We keep hearing more complaints that it's hard to write software for multicore processors because there aren't enough
development tools. Not enough tools? That's like complaining it's hard to buy
Chinese products because there aren't enough Wal-Marts.
The real problem with multicore processors is too
many development tools—and the tools are often difficult to learn and use.
What programmers actually seem to want is just one tool. It would work with the
most popular CPU architectures, let programmers write serial code in
plain-vanilla C, automatically extract parallelism from their code during
compilation, and automatically exploit the additional cores in future
processors.
Well, sure, we'd all like that. And we would also like an electric car
that carries six people, runs 500 miles on a quick charge, and costs $15,000.
Maybe it's not impossible, but it's not imminent, either.
Back to reality. We have covered several
software-development tools for multicore processors
in Microprocessor Report, usually while describing the microprocessors
they target. These tools fit three categories:
·
Tools for a single (usually specialized) CPU
architecture.
·
Tools that use hardware abstraction to span multiple
CPU architectures.
·
Tools that require programmers to explicitly manage
threading.
Most complaints about software-development tools seem to come from
programmers writing mainstream software for PCs and servers. Development tools
for embedded processors and high-performance computing (HPC) are more
plentiful. That's logical, because multicore
processors have a stronger beachhead in the embedded and HPC markets, and the
level of integration (cores per chip) is often much higher. Then, too, many
embedded and HPC programs are "embarrassingly parallel"—the
computer-science buzzword for applications that have so much parallelism,
exploiting it is easy to the point of embarrassment.

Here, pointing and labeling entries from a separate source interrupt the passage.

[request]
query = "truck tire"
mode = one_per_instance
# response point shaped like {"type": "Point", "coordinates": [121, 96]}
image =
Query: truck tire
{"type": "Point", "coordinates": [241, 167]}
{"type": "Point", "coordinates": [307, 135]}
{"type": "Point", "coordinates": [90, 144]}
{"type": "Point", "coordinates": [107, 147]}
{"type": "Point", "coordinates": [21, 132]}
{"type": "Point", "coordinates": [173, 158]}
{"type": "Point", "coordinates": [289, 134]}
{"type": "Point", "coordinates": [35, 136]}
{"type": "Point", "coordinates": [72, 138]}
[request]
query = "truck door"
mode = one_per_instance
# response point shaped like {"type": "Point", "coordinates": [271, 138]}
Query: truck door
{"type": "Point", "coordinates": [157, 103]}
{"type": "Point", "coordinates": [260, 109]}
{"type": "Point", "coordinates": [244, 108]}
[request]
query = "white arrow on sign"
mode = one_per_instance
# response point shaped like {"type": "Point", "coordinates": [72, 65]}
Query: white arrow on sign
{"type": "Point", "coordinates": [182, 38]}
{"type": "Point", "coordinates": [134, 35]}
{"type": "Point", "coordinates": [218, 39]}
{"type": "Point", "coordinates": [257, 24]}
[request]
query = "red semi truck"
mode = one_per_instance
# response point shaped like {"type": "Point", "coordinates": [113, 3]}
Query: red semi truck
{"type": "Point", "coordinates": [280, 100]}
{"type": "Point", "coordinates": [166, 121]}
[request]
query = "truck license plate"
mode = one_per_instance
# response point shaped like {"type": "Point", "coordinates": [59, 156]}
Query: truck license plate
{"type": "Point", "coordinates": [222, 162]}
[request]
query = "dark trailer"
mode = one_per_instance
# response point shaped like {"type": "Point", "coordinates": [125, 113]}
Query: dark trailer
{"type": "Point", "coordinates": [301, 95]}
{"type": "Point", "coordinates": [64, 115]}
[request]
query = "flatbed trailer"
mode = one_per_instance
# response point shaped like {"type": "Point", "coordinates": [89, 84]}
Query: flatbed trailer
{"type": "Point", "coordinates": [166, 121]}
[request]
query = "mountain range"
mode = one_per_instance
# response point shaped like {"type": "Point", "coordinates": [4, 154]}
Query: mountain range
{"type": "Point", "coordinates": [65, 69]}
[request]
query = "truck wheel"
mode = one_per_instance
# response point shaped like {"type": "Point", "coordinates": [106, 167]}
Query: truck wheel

Let's examine the three categories of software-development tools in
turn. First are the tools for specialized CPU architectures. Typically, these
tools are created by the same company that invented the architecture. The
architecture tends to be the foundation for exotic, often massively parallel
processors designed for rather narrow application domains, such as video
compression, packet processing, or digital signal processing.
The individual processor cores may be very simple—eight- or 16-bit cores
aren't unheard of—but a single chip may have hundreds of them. The inventors of
these architectures must create their own development tools, because their
companies are usually startups. Third-party toolmakers aren't interested and
probably lack the expertise.
Numerous examples we've covered in MPR include Ambric, Connex Technology, Elixent, Eutecus, IBM, MathStar, NEC, PicoChip Design,
Silicon Hive, Teja Technologies (since acquired by
ARC International), Tilera, and XMOS Semiconductor.
(For MPR article references, see the "For More Information"
box.)
Most of these companies are emerging from startup mode, but there are
established firms, too. One is NEC, with its Dynamic Reconfigurable Processor.
Another is IBM, with its Cell Broadband Engine. Cell BE
is a more general-purpose processor than others in this group, but its
Synergistic Processor Elements are data engines based on a different
architecture than the Power Architecture control processor.
The advantage of these types of devices is a CPU architecture designed
for a specific application domain, so they can be very good at what they do.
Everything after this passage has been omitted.